A University of Aberdeen Professor will investigate how exposure to chemicals can impact on health in the long-term as part of a world-wide consortium.
Professor Paul Fowler will join the team led by Queens University, Belfast to investigate whether natural toxins and manmade chemicals are creating potentially dangerous compounds that affect our natural hormones and cause major illnesses such as cancer, obesity, diabetes or infertility.
Chemicals under the microscope as part of this €4m international initiative include natural fungal toxins which can contaminate food as well as manmade chemicals such as pesticides.
Dr Lisa Connolly, a leading academic in Toxin Food Safety and an expert in the Bioassay Analysis of Endocrine Disruptors at Queen’s University’s Institute for Global Food Security, will lead the European Commission Funded study and collaborate with global experts in an international consortium involving thirteen organisations across nine countries to tackle the world-wide challenge.

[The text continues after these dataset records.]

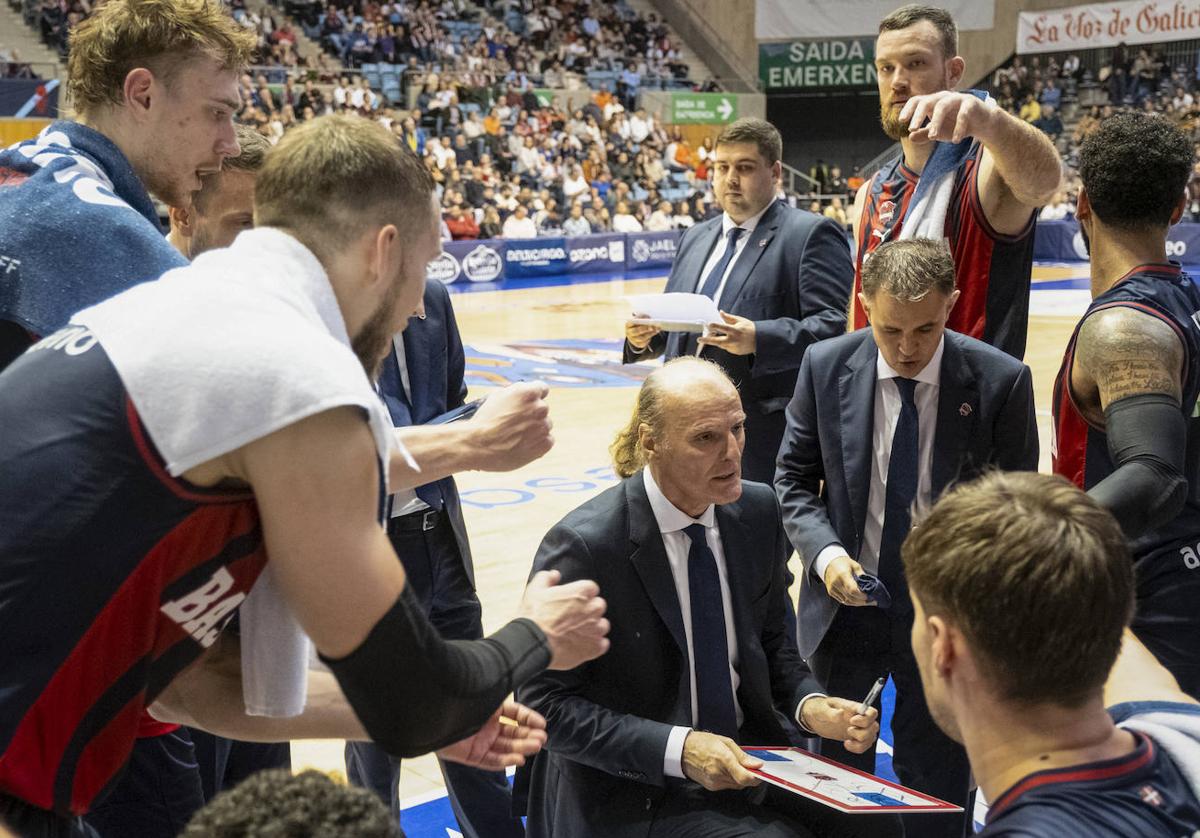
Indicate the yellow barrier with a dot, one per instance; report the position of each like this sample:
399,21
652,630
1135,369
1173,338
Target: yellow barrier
16,130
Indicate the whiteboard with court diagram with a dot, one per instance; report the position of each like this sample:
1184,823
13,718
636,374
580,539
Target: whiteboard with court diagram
839,786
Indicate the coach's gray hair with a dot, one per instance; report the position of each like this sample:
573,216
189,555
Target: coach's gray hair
910,269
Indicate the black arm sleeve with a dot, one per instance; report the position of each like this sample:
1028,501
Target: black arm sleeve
415,692
1147,442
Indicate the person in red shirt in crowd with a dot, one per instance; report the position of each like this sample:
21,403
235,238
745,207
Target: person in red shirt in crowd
461,223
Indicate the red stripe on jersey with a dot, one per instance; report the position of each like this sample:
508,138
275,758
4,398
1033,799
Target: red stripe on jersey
1068,442
972,245
874,220
130,632
1137,760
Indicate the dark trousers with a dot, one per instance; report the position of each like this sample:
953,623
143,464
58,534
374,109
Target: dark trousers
480,800
1167,618
29,821
763,812
862,645
157,794
225,762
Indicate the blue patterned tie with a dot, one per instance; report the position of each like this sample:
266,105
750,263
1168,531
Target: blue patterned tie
903,471
391,390
714,689
713,281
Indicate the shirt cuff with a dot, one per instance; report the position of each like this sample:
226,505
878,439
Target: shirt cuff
825,558
799,708
672,760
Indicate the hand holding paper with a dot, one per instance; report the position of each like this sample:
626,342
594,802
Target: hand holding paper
675,311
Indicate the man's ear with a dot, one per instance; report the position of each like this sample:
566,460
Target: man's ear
385,253
139,84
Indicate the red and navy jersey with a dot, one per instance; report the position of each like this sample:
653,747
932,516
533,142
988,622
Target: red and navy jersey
1141,794
1080,450
114,576
993,270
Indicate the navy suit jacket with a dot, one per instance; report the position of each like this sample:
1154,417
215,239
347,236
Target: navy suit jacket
609,720
985,419
436,367
793,279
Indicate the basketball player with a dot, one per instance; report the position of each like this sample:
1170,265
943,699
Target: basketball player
1126,396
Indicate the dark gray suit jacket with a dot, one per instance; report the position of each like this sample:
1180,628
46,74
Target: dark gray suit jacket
793,280
609,719
985,419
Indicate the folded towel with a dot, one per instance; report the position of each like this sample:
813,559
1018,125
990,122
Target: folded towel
875,590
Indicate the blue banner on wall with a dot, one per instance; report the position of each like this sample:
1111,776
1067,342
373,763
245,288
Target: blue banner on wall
1062,241
649,251
601,253
535,257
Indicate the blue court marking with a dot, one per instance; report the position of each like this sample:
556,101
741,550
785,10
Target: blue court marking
879,798
564,363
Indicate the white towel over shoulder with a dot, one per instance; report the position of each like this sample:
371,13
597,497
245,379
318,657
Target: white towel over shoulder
238,345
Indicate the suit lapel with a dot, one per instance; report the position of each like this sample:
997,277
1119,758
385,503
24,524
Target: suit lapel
856,393
685,277
735,543
958,406
760,238
649,558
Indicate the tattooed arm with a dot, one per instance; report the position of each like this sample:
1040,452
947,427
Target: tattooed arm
1128,365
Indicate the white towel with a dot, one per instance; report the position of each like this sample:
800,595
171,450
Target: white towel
925,216
226,351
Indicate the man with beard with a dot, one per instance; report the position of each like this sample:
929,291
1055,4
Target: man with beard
222,417
1023,587
155,89
967,172
172,770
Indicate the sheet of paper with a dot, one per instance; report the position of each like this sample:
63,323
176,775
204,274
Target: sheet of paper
840,786
675,312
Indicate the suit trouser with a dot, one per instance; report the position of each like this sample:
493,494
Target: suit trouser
157,794
862,645
480,800
226,762
761,812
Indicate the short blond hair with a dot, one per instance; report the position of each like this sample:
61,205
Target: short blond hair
329,177
160,35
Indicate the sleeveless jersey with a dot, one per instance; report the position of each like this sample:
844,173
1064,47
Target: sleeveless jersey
114,576
1080,450
1147,792
993,270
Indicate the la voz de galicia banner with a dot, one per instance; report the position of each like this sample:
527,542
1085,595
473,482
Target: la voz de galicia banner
497,259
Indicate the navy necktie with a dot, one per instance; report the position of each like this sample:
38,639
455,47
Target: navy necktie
903,472
391,389
714,688
713,281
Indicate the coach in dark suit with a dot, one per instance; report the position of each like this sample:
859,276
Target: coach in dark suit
781,277
420,381
690,560
882,422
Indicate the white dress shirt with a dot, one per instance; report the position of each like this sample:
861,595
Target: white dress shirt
721,244
677,543
405,502
887,414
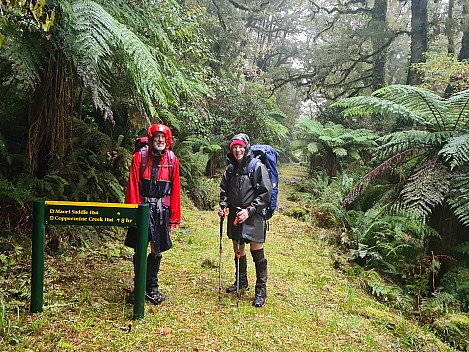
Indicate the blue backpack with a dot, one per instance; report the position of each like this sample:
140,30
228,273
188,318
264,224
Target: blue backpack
268,156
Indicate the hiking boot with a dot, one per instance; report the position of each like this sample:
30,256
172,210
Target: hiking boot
243,275
153,267
260,298
154,297
261,278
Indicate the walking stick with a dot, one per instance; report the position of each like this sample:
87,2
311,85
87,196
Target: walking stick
237,258
225,210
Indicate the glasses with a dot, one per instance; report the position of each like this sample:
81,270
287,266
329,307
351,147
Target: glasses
160,137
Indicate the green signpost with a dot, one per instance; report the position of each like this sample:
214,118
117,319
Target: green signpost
94,214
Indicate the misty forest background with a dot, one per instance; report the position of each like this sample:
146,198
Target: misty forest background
370,96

Dr Connolly said: “Endocrine disruptors are suspected factors and sometimes proven agents behind several major human diseases, poor productivity in agricultural animals and stress upon ecosystems. If we can identify chemicals and mixtures of concern, we can use this knowledge to inform legislators, improve monitoring and reduce exposure.
“The exact effects of endocrine disruptors are difficult to assess so far because of the complexity of the chemical mixtures involved and the lack of efficient methods to assess their effects.

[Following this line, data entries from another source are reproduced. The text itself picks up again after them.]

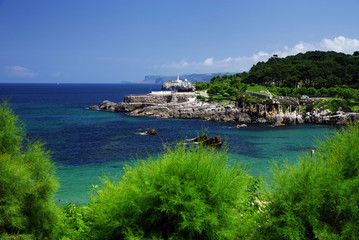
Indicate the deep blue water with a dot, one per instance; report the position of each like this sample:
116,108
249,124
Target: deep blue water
87,144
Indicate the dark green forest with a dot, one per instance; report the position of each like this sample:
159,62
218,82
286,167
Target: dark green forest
312,69
314,74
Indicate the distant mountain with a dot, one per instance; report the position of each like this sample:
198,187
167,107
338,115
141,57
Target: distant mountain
190,77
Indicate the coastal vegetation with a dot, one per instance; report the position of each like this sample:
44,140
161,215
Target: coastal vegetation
27,184
187,192
330,75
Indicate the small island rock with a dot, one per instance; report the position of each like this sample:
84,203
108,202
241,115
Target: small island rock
152,132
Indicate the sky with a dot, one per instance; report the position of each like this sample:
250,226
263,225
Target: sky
114,41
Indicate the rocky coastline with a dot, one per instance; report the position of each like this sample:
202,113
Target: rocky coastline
186,106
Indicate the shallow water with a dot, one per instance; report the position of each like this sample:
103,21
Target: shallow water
87,144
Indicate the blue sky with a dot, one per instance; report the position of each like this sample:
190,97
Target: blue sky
88,41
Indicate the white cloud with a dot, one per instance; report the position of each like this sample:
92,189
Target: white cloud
179,65
20,72
244,63
208,62
56,74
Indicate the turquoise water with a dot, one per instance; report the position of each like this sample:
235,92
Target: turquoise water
87,144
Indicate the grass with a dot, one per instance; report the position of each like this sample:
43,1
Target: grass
258,89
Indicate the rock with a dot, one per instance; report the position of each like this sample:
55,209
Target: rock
152,132
107,105
214,142
240,126
200,139
278,124
94,107
178,85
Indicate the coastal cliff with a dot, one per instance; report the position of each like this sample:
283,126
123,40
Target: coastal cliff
186,106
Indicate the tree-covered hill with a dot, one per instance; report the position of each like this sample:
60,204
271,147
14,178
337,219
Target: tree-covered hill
311,69
190,77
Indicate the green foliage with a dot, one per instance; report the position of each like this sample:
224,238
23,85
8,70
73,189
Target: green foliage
312,69
318,197
186,193
201,98
333,104
27,183
75,225
225,87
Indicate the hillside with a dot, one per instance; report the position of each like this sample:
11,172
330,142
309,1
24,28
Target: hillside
159,79
312,69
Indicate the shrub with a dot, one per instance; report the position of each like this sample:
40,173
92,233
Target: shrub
183,194
27,183
318,197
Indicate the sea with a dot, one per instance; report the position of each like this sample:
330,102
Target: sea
89,145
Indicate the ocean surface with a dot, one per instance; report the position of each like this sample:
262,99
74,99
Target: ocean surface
88,144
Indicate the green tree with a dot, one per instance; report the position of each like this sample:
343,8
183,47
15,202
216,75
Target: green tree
184,194
27,183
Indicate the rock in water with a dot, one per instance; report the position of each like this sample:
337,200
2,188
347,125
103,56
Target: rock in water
178,85
215,141
152,132
240,126
278,124
200,139
94,107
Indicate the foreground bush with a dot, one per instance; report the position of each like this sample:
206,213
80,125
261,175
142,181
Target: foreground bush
183,194
317,198
27,184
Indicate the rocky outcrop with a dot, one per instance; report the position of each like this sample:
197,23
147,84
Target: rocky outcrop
178,85
94,107
240,126
187,107
151,132
214,141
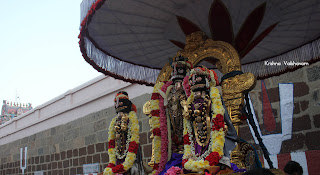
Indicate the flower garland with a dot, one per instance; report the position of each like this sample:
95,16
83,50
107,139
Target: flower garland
163,126
155,125
133,127
190,161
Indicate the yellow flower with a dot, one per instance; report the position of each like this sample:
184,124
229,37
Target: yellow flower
155,122
111,132
157,87
157,148
107,171
154,104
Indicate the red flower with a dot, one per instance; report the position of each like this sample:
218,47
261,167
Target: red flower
218,122
111,165
117,169
213,158
155,113
156,132
155,166
184,161
186,140
112,144
133,147
155,96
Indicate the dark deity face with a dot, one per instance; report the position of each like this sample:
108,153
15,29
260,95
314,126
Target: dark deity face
123,105
180,68
199,83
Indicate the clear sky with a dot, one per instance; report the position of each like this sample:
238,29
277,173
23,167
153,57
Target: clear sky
39,53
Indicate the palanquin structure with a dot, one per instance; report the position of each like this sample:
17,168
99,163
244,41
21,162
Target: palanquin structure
187,114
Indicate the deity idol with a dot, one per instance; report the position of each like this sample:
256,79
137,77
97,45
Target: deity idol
205,127
167,118
123,137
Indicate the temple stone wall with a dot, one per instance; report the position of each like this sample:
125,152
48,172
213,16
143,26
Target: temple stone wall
62,150
306,114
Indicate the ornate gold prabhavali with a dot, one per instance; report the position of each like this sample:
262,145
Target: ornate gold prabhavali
198,48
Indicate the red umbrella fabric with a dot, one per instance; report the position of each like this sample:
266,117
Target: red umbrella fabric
133,39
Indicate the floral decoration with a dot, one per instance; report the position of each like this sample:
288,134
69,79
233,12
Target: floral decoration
133,135
215,151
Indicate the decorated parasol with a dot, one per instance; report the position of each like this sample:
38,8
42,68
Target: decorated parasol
133,40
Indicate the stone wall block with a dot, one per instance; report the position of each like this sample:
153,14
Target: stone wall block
304,105
73,124
78,142
82,160
66,145
313,140
296,142
56,139
301,123
71,134
87,129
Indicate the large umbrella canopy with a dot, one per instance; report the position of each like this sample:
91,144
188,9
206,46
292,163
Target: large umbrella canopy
133,39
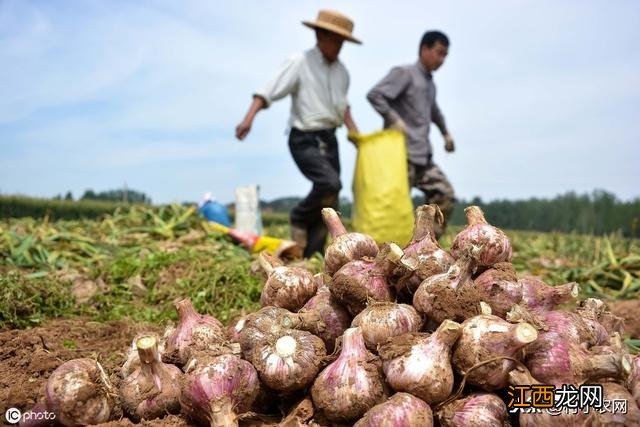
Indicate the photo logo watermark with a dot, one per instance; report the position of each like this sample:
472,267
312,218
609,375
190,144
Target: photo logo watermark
568,398
14,416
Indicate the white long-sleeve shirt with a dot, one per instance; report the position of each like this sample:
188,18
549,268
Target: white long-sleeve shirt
318,90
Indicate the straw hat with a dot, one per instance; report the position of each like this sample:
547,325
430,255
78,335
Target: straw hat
335,22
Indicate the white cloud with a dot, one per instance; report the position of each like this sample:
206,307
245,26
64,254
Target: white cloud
542,101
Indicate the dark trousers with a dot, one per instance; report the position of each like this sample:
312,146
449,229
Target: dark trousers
316,155
436,188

“This newly established consortium is an exciting opportunity as it provides unique, world-leading and cutting-edge training for a new generation of experts who will have the ability to develop innovative analysis tools which will help protect the world from the real-life risks of these chemicals, improving health now and in the future.”
Prof Paul Fowler, from the University of Aberdeen in Scotland, said: “This exciting project and expert training network includes a crucial focus on human pregnancy. This is important because of the susceptibility of the developing baby in the womb to chemicals.”
The four-year Marie Curie Innovative Training Network project PROTECTED (PROTECTion against Endocrine Disruptors) begins in January 2017 and the search is already underway for fifteen early stage researchers who will be trained as world class researchers that can develop innovative and entrepreneurial ways of dealing with this global challenge.